Law student Jack Marshall had an ‘awesome’ start to 2020 after he was recognised in the New Year's Honours List.
If I wasn’t born this way I wouldn’t have met the amazing people and done the amazing things I’ve done. I’m living the dream and want to encourage more disabled people to live theirs.
Jack Marshall, LLB(Hons) Law student
Staffordshire University law student Jack Marshall had an ‘awesome’ start to 2020 after he was awarded the British Empire Medal in the New Year's Honours List.
Jack Marshall, 21, was recognised for his exceptional fundraising over 14 years which has seen him donate more than £10,000 to a range of charities including MOVE Europe which has encouraged him to live life to the full.
He said: “MOVE helps children and young disabled people to walk and move and they’re very close to my heart as they helped me.”

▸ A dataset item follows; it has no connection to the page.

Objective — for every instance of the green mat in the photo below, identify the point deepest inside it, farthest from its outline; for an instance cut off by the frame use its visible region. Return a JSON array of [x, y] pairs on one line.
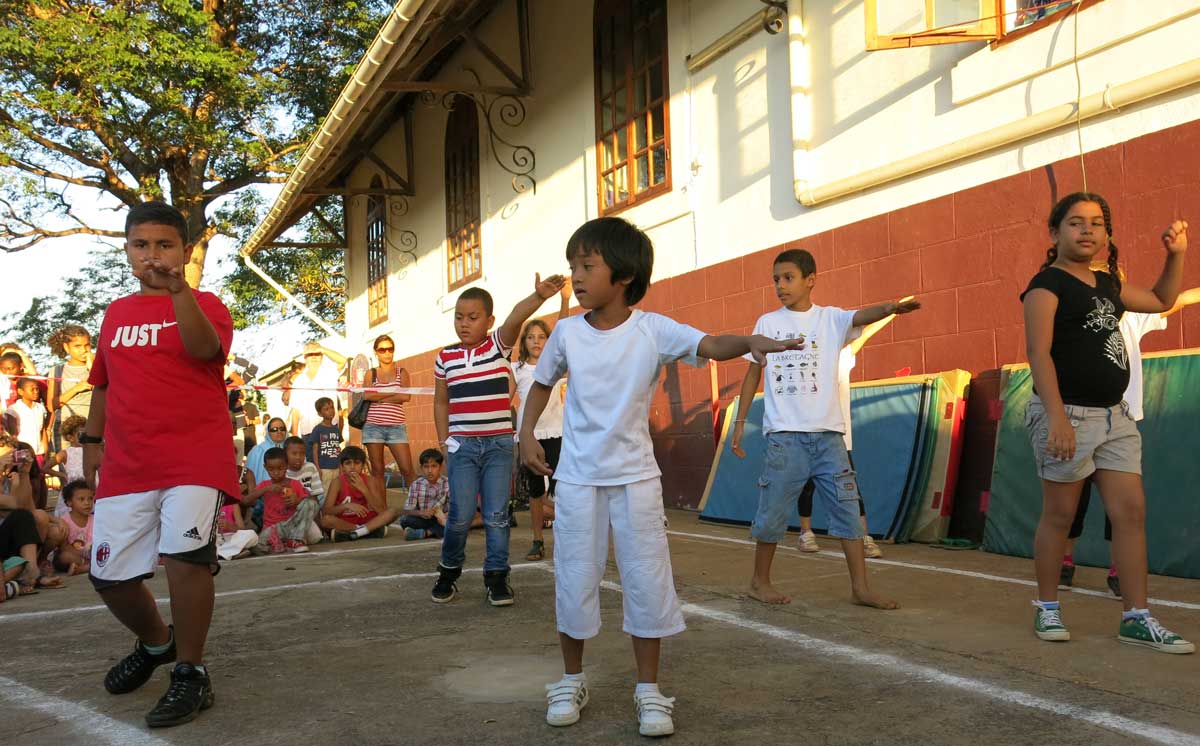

Jack from Belton in Lincolnshire has a rare neurological condition called Moebius Syndrome which means he has no facial nerves, is blind in one eye and requires two hearing aids.
Despite this, Jack has undertaken an impressive range of physical challenges including crossing the Humber bridge, taking part in the Great North Run, skydiving and climbing the three highest mountains in Scotland, England and Wales.
Jack said he was overwhelmed by his most recent honour and looking forward to attending the summer garden party at Buckingham Palace later this year.
Dr Karen Cooper, Head of Law at Staffordshire University, said: “I am delighted and extremely proud that Jack has been honoured for his charitable fundraising. He is an inspiration to others and his charitable work is a shining reflection of Staffordshire University’s values as a Civic university.”
For now, Jack is happy to be back at Staffordshire University where he is immersed in the first year of his law degree. Inspired by his brother-in-law Robert Smith, who graduated from Staffordshire University and worked as a barrister before being appointed judge, Jack is eager to pursue a career in Law.
He said: “I’m interested in casework and that no two cases are the same. I’d heard great things about Staffordshire University and the fact that they actually came out to meet me – the personal touches were the deciding factor.
“I’m loving the learning, the subject and the lecturers and the day I graduate will be the proudest of my life. My disability has never been a barrier to me – while I struggle with the simple things like buttoning up a shirt – I live each day as it comes and focus on what I can do.
“If I wasn’t born this way I wouldn’t have met the amazing people and done the amazing things I’ve done. I’m living the dream and want to encourage more disabled people to live theirs.”
Although Jack has taken a short break from fundraising while he settles into life as a Staffordshire University law student, he has set his fundraising sights high for the coming year.
“I want to go to Scotland to canoe the Caledonian canal. Someone suggested I do a sponsored silence as I’m very well known for my talking and at the end of the year I’m planning a charity ball.”
He added: “It’s doing what I love to do and what I was born to do. I just love fundraising and helping people less fortunate than I am.”